After that, it would be helpful to investigate further the real causes of the decline in commitment to faith, to church, to community.

The data is available through, I suspect, PEW and CARA. Of course, it may not fit into the confirmation bias of many traditionalists who want to blame everything, even their children's acne, on Vatican Two.

Fr Martin Fox said...

Anonymous said (in reply to me):

Let's start with whether the changes CAUSED the 88% decline in attendance.

No, let's not. As in, let us not. As in, leave me out, please.

As I said already, I think that is an unprovable assertion. That doesn't mean it's false; it means you cannot prove it; at least, if it can be proved, I don't know how you do it. So I have no interest in that.

There's a reason why my last comment went in entirely different direction. You're welcome to say what you like of course, but let's be clear that you aren't in any way responding to my own comment.

Victor said...

Anonymous:
"What evidence, not anecdote, not hearsay, can you offer to support your assertion that the NO was designed to appeal primarily to the WW2 generation?"
-Ratzinger himself spoke about how people at the Council were swept by the zeitgeist of the post ww2 times, including himself. It was still a time of great optimism for the future.

"How were Baptist services changed according to the zeitgeist of the post WW2 phenomena? Or the Congregationalist services? Or the services of the Reformed church?"
-I have no idea, but the mainline Protestants (Lutherans, Episcopalians, etc) did, and they have been in steep decline since then. Go to a Lutheran or Episcopalian Communion service, and you will nigh see much of a difference with the Catholic Novus Ordo Mass. That should make sense because Bugnini himself stated that the Novus Ordo does not in any way offend these Protestants....pathetic. Moreover, the really growing denominations are the Jehovah's W., the Mormons, and 7th day Adventists, and guess what, they prosletize...ooops a sinful word according to Francis.

To give you a first hand anecdote, there had been a Latin Mass community of around 100 people in my city for quite some time. In this area, Catholic Novu Ordo churches are being closed at the rate of one every few months. Nevertheless, the new archbishop called on the FSSP to come and take over the Latin Mass community, and gave them a big church with the mission that it be eventually filled with stable worshipers. This is a mission church and a miracle is happening: it now has well over 300 worshipers after just 3 years, and growing rapidly! When I look around at the worshipers there, I see mostly people under 45, and the priests under 35, and plenty of men. Sorry Mr/Mrs Anonymous, but the future in heavily secularised parts of the world is with the TLM, not the Novus Ordo which is a dying liturgy because it has no depth to it.

Anonymous said...

Fr. Fox - Yes. Let's be clear. I did indeed respond to your comment, but not in the way you wanted.

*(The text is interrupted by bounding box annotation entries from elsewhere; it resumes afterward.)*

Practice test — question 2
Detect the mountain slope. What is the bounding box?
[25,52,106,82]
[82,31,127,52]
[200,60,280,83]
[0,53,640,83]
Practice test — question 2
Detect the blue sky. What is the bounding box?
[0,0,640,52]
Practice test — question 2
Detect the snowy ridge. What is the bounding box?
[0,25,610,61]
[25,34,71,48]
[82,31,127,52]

If you are willing to stand by assertions that are unprovable, so be it.

Or, if you think that because an assertion cannot be shown by evidence to be true, then it should not be discussed at all, so be it.

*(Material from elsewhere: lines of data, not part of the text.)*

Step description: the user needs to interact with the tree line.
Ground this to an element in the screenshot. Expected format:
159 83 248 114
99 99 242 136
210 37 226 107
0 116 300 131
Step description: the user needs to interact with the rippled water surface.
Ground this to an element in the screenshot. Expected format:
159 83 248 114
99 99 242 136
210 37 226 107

I don't think that offers much in the way of discerning the causes for the decline in Mass attendance.

Fr Martin Fox said...

Anonymous:

Fr. Fox - Yes. Let's be clear. I did indeed respond to your comment, but not in the way you wanted.

If you are willing to stand by assertions that are unprovable, so be it.


I don't think I offered assertions I conceded to be unprovable. Instead, I declined to associate myself with one in particular: that the decline in Catholic practice in the past half-century can be shown to be caused, directly, by Vatican II. So I don't know what you mean by my "standing by" such an assertion. I'm not. Others are making that point, and I'm standing aside from that debate.

Rather, I was attempting to make a different and simpler point: that there were and remain problems in how Vatican II was implemented. And I offered evidence for that.

I choose not to make any general cause-and-effect assertions about the decline in Mass attendance.

So, I'm still waiting for you to respond to what I actually said; that is, if you so choose.